Looking for ways to enhance performance and efficiency, specifically where database queries are concerned? If you are working within Logi applications, there are many ways we can leverage data to dynamically drive part of the application, or to cache and re-use data sets. Here are some best practices to consider when using data layers:
First things first. A data layer is a set of information that exists on a page – hidden in the code and invisible to the human eye. In Logi, data layers are what we use to determine what will be displayed in a report or dashboard. Not only is this used for things like data tables or charts, but any other dynamic content. They can also simple or complex.
Now onto best practices:
Using local data layers – Local data layers run before anything else in a report, and can be used anywhere in a report. These help drive things that you wouldn’t typically bind to its own query (like a title on a page). This gives you access to have data-driven components where you ordinarily wouldn’t have them and gives you control over the order you want to run them in (result of one query may be used to drive another).

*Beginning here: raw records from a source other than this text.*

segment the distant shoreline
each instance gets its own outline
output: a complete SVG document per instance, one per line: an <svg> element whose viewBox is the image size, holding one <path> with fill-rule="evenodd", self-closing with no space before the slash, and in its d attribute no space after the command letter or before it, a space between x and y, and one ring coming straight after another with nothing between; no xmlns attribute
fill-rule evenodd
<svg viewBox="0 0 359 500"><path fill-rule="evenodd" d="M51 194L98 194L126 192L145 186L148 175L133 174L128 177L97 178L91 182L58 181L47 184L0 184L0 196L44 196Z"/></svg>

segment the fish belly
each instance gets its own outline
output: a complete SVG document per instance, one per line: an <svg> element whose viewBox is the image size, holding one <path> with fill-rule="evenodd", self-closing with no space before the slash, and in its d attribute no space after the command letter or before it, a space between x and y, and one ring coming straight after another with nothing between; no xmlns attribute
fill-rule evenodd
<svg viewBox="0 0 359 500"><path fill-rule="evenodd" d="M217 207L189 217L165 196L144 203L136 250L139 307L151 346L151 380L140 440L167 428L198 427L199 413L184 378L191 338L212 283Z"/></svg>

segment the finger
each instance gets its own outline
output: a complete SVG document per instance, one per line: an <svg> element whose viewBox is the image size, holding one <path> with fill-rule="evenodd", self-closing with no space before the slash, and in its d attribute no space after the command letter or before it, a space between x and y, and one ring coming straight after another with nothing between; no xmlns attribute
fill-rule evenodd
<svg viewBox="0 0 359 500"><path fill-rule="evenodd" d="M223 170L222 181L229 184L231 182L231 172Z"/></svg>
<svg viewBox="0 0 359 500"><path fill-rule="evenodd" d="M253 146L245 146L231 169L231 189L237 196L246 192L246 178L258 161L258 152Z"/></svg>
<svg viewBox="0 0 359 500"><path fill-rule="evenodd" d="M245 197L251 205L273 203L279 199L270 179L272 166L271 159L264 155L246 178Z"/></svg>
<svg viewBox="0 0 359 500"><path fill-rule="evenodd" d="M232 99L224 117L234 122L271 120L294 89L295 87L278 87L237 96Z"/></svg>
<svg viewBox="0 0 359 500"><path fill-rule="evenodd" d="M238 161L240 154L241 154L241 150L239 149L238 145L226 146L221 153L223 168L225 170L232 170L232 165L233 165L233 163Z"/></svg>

Using linked data layers – Oftentimes multiple places in a report requires you to utilize the same set of data. Linked data layers allow you to reuse a data set without having to re-query it. So instead of issuing the same query to the database multiple times, you can reuse the same set of data by building it in one location and pulling it once. This helps maximize performance, minimize database queries and gives you a nice single place to update that query if and when a change is needed.
Caching data layers – Similar to linked data layers, caching data layers means you don’t have to re-query data. Imagine a data set that is pretty static. By caching it, the data will only pull once in a specified period of time. For example, that weekly report you rely on? Caching allows us to easily provide the results to everyone without having to recalculate it every time. These can also be stacked together at different levels, so different components of the data can be cached at different intervals and refreshed as needed – meaning the most important data is always up to date!
Utilizing these powerful tips and abilities early on can help you figure out how to prep and prepare your data when you need to run a report or series of reports. Doing this not only makes it quicker to query your data but also gives you a powerful toolset when building applications. It’s also a good technique for developers who want to reduce the number of data layer queries they need to run!